Six mots résument les conditions de paix acceptables par l’Entente : « Il faut détruire le militarisme prussien. »

Que ce soit jusqu’à la fin de la guerre notre unique pensée, notre immuable mot d’ordre ! Rendre l’Alsace-Lorraine à la France ; réunir à l’Italie les terres irredente, à la Roumanie ses fils gémissant sous la domination hongroise ; appeler à l’indépendance les Tchèques, les Tchéco-Slovaques ; restaurer, avec les réparations qui lui sont dues, la glorieuse et infortunée Belgique ; relever la Serbie ; reconstituer la Pologne écartelée entre la Russie, l’Autriche et la Prusse, qu’est-ce donc sinon détruire le militarisme prussien ?

Ce n’est un paradoxe qu’en apparence de dire qu’il ne dépend plus de nous d’être vaincus.

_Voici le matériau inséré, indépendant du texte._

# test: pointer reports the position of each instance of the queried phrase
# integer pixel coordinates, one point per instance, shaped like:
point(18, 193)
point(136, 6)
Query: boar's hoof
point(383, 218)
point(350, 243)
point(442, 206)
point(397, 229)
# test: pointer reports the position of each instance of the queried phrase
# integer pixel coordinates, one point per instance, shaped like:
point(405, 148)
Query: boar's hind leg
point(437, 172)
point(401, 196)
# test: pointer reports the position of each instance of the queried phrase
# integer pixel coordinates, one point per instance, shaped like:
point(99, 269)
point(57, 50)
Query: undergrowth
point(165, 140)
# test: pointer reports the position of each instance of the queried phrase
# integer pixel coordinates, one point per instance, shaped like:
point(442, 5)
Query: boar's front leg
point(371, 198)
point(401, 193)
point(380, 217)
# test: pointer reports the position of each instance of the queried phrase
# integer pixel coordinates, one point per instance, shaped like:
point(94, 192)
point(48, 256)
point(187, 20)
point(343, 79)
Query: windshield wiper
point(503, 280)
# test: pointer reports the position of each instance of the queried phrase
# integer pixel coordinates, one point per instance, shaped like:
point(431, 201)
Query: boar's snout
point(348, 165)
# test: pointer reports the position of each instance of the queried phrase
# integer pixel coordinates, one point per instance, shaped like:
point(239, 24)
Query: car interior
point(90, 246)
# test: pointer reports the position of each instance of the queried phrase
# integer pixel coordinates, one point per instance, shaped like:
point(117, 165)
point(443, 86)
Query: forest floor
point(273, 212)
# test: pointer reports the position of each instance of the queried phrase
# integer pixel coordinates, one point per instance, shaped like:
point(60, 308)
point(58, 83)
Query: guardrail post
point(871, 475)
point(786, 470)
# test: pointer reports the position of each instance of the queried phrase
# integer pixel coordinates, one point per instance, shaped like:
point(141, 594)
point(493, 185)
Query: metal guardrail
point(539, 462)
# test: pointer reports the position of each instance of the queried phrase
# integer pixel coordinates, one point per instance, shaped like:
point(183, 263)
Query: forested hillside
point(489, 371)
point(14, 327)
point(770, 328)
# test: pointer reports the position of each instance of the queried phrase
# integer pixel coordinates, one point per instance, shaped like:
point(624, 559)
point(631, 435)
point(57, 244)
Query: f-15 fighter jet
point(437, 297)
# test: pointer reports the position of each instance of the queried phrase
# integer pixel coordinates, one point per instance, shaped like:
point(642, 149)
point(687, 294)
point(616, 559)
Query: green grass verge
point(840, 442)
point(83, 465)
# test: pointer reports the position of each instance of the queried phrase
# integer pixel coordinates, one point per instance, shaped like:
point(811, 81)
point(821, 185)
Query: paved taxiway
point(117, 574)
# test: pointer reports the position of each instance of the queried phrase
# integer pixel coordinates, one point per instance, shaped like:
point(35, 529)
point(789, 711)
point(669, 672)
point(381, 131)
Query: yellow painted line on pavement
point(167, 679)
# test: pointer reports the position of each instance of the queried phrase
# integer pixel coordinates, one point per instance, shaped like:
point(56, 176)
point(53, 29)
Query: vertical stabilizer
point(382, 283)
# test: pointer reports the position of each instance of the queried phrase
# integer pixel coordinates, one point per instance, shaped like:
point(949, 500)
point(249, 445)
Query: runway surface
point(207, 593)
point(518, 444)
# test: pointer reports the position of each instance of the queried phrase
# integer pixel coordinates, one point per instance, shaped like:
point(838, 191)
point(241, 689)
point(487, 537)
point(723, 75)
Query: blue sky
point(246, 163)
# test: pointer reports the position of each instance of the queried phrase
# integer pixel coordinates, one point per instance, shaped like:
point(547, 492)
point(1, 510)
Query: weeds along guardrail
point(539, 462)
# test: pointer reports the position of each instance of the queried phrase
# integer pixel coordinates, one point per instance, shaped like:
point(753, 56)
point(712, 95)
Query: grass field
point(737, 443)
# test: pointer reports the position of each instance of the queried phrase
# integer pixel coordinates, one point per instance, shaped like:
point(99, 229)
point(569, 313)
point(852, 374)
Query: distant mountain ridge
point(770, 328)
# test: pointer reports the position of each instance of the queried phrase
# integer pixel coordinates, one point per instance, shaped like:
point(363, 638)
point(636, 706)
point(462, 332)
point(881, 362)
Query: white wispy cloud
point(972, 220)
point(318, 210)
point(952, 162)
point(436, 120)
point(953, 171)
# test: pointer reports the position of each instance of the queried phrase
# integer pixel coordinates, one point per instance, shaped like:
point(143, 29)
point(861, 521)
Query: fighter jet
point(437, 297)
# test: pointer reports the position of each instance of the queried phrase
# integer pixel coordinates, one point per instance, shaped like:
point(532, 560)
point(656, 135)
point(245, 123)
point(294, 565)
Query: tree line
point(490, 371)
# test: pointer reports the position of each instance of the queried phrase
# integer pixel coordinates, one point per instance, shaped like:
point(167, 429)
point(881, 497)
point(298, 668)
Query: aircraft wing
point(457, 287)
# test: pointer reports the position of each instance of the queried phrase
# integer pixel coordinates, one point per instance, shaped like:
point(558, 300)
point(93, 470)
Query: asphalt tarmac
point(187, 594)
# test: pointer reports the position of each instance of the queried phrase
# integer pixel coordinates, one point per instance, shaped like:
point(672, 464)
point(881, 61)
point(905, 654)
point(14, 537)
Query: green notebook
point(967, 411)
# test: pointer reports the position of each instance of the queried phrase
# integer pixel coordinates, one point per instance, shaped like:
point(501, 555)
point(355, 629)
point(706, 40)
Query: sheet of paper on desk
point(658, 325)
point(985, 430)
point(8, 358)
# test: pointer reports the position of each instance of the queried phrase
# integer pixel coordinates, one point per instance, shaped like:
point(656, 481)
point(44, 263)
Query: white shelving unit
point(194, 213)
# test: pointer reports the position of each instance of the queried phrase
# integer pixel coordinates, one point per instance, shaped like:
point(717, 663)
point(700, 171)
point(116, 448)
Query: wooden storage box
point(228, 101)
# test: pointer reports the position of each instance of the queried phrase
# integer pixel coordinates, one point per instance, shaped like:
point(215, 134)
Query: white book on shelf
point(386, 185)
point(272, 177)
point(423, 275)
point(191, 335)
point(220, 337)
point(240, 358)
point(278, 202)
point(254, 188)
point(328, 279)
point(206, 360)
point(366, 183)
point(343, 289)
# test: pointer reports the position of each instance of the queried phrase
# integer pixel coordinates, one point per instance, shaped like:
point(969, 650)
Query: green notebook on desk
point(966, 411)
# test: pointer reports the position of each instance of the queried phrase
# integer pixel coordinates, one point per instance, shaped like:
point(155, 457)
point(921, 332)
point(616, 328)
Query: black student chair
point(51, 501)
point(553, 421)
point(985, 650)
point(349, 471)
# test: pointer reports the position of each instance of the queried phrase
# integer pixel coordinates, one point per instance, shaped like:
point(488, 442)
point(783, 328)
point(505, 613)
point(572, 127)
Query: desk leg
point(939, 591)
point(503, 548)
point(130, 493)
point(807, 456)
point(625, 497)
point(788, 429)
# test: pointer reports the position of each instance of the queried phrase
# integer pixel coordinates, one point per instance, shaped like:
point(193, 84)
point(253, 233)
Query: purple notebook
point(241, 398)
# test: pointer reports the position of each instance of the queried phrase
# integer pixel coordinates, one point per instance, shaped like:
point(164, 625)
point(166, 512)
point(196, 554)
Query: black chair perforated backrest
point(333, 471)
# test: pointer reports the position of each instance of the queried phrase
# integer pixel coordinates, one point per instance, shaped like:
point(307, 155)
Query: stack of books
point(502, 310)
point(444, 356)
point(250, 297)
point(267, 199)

Le Nouveau Monde n’est pas entré en scène, il ne franchit pas l’Atlantique, il n’accomplit pas les miracles quotidiens dont nous sommes les témoins émerveillés et reconnaissants, pour se contenter d’une paix bâtarde et trompeuse, grosse de tous les périls. Les Etats-Unis, et nous avec eux, nous ne nous arrêterons que le but atteint : le militarisme prussien détruit.

Si la partie est virtuellement gagnée, nos erreurs, nos fautes peuvent en retarder l’issue, prolonger les souffrances, augmenter les deuils. Quel moyen d’éviter, autant que possible, les fautes et les erreurs ? Un seul : tout oublier, tout écarter qui n’est pas le gain de la guerre.

Demain nous reviendrons, si nous en avons par malheur gardé le goût, aux mœurs et aux discussions d’antan. Aujourd’hui et jusqu’à la fin de la guerre, que rien n’existe pour nous que la victoire à remporter.

« Il faut détruire le militarisme prussien. »


A. MlLLERAND.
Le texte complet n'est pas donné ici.